Swiss musician (1923–2006)

Karl (Rudolf) Engel (Birsfelden, 1 June 1923 – Chernex, 2 September 2006) was a Swiss pianist.

In 1952 Engel was awarded the second prize at the Queen Elisabeth competition. Throughout his concert career, he cultivated the art song repertory and worked extensively on works of Wolfgang Amadeus Mozart, Ludwig van Beethoven and Robert Schumann. He also held a professorship at Musikhochschule Hannover for three decades.

Engel was a student of Paul Baumgartner (1903–1976) at the Basel Conservatory from 1942 to 1945. After World War II, he studied with Alfred Cortot at the École Normale de Musique de Paris in 1947–1948.

Karl Engel toured internationally as a soloist with orchestras, a recitalist and a chamber music performer. He became particularly known for his complete cycles of Mozart piano concertos 1974–1976, Mozarteum Orchestra Salzburg, Leopold Hager (Till Engel & L. Hager playing the two double concertos KV 242 & 365) and sonatas, and the Beethoven Piano Sonatas. His performances of complete piano works of Robert Schumann during the 1970s were highly esteemed.

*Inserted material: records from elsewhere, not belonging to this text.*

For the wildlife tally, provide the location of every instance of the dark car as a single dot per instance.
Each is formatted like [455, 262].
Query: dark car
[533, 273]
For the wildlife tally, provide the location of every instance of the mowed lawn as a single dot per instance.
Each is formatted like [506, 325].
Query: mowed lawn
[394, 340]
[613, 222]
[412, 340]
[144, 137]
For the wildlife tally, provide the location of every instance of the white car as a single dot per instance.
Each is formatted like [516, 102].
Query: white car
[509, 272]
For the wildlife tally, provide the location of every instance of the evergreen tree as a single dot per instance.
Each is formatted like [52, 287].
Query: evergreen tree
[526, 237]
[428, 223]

He also distinguished himself as an accompanist, often appearing in Lieder recitals with Dietrich Fischer-Dieskau, Hermann Prey, Peter Schreier and Brigitte Fassbaender. Among his chamber music partners were the cellist Pablo Casals, the violinist Yehudi Menuhin and the Melos Quartet.

From 1958 to 1986 Karl Engel was professor of piano at the Hochschule für Musik und Theater Hannover, Germany. He led famous master-classes in France, Canada and Portugal. From 1989 he led master-classes in his homeland and abroad.

His son Till Engel (born 1951), is a pianist, and professor at Folkwang Hochschule Essen, Germany.

Karl Engel recorded the complete piano music of Mozart and of Robert Schumann and made numerous recordings with the singers Dietrich Fischer-Dieskau, Hermann Prey, Brigitte Fassbaender, Peter Schreier et al. He also recorded a remarkable account of Stravinsky's Piano Concerto.